And Bill, if you didn’t suggest it I’m not sure who did. I was questioning (in a rhetorical manner) whether the Supreme Court would take such incompetent actions as Judge Aarseth has in this case, whereas you suggested that they take action to accommodate me for some reason.
Petty and Vile. The left has no stomach for elections anymore, let alone the voters that vote in them.
I would urge folks not to get too dismissive of all of this – the Alaska Supreme Court has demonstrated time and time again that they are capable of anything. In almost all cases, the Justices have been living in the echo chamber of the Left for forty years or so and are incapable of objective reasoning. They wake up every morning with a presumption that the Left must be correct as to everything and must prevail in litigation.
Legal dream team? You gotta be kidding. LOL. These are Walker’s losers. Thus, legal nightmare team.
Richards is a Walker winner I guess.
We need less lawyers. They are the poison of us all. The Left can not stand to lose like a big boy. They have to resort to Chicago-style tactics.
Yup, that’s the poop, all the poop and nothing but the poop!

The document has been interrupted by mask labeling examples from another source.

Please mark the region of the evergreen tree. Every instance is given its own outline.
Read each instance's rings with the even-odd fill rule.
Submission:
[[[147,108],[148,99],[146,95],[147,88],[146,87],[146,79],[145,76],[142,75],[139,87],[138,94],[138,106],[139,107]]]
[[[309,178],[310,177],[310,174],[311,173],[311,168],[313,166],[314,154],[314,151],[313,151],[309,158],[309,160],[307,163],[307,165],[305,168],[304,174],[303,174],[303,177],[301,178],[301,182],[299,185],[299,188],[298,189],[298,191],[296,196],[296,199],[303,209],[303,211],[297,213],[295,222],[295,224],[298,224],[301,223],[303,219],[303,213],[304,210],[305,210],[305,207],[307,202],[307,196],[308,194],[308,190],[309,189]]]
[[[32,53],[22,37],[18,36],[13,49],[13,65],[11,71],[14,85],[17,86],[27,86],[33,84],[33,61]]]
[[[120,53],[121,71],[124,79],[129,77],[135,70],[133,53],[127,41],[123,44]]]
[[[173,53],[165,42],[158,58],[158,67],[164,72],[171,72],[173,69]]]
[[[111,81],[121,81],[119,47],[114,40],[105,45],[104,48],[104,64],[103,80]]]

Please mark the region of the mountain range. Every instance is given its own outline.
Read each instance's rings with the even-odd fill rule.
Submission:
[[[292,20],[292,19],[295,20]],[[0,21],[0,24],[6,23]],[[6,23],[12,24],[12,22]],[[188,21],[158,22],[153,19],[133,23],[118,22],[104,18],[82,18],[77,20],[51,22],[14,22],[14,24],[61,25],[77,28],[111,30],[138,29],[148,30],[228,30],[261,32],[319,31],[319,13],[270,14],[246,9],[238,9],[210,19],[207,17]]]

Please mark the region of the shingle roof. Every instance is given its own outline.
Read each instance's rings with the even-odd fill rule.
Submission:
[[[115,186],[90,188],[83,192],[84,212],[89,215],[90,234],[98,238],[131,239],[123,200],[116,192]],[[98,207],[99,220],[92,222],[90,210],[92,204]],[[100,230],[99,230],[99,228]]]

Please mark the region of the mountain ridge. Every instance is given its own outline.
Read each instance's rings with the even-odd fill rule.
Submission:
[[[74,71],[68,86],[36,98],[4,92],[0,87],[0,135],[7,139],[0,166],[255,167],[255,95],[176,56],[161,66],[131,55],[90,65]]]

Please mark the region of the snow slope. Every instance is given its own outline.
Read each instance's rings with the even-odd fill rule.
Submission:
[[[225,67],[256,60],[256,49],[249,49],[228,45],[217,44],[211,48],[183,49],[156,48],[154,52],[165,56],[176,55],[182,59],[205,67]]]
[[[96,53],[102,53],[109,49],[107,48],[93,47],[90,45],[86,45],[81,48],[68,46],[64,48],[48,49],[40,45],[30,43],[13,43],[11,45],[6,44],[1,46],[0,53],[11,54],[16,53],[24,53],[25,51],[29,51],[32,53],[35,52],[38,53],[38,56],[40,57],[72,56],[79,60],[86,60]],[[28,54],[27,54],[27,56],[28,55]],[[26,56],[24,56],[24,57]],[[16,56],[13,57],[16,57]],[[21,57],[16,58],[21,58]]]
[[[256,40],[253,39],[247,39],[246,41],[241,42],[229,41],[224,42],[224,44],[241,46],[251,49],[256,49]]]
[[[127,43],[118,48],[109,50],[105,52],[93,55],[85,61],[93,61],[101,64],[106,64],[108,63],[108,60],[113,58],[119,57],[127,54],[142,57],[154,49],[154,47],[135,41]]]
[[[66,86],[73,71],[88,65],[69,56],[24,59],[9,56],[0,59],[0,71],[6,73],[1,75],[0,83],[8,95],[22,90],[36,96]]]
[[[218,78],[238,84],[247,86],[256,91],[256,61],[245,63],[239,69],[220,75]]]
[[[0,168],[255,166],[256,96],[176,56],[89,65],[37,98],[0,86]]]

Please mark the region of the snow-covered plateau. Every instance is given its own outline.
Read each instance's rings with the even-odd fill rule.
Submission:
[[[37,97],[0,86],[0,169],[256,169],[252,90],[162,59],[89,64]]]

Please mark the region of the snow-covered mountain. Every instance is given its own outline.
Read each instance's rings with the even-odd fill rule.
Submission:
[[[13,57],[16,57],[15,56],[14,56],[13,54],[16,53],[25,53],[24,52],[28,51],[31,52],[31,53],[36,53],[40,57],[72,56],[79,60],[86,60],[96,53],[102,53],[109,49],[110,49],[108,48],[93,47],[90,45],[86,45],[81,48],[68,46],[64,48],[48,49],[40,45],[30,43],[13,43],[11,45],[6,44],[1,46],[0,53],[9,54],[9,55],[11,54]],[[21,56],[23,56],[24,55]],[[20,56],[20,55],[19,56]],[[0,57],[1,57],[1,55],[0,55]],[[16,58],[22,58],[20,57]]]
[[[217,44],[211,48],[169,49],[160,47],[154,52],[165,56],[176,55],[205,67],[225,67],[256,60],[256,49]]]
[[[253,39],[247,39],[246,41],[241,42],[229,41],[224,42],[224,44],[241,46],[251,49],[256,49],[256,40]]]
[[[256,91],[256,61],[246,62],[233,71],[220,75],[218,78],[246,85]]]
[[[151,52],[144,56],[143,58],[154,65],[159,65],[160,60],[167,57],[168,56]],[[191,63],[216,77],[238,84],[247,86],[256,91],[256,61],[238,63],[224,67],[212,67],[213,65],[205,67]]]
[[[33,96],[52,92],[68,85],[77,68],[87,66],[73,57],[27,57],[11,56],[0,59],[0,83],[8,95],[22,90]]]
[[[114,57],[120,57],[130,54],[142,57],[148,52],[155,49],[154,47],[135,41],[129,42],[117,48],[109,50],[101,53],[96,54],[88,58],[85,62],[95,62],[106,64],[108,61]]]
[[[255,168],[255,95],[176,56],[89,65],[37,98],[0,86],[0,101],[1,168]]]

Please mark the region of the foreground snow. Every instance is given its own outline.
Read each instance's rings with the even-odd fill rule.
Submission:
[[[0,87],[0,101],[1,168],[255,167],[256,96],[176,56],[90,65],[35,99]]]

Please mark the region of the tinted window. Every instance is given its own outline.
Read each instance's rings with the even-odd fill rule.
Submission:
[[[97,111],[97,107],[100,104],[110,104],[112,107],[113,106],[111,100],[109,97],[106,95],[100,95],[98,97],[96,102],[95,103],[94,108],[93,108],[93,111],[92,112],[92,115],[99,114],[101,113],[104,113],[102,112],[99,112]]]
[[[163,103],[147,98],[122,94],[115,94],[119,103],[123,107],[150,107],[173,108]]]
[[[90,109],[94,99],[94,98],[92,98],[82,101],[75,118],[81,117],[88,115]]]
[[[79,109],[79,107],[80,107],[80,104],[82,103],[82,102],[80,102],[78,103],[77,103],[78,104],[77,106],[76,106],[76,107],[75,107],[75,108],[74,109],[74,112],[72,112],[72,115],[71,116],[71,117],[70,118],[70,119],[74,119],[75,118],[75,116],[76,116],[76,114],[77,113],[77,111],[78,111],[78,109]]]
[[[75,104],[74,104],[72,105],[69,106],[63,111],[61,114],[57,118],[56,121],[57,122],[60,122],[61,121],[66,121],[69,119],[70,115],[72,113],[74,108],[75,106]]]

This is the same crap they tried to pull on President Trump. I’m sorry for the vernacular but blunt language can get across a clear concept. The liberals are upset that we stupid working class people voted and since they are sooo much smarter than we stupid working class people and we don’t know what’s good for ourselves, they have to intervene and correct the error of our sorry ways. I resent this. I voted in a fair and legal election and Governor Dunleavy has the power to make the decisions that he needs to make to run the Ship of State. I’m getting real tired of every fair and legal election I vote in to be questioned by a bunch of Socialist Democrats who doesn’t respect the votes of us all. I am really sick of it, it’s wearing real thin on my soul. It’s almost gotten to the point that our votes don’t count anymore, so why bother? I hope to never get that jaded, but I get exasperated at times.
Actually, Trump lost the popular vote, mostly because stupid working class people voted against him. If it wasn’t for our relatively undemocratic electoral college, Clinton would be president right now. So, please, don’t pretend the people voted Trump into office — he lost by over 3 million votes. The states voted him in. Dunleavy, on the other hand, did win the popular vote and does have a mandate. It just so happens he almost pissed it away by coming out of the gate too hard. But he’s learning.
Say there PN, you do realize this recall process is constitutionally protected to occasionally be rid of a Gov. who has left the rails. So sorry you are sick of it. Tough noogies.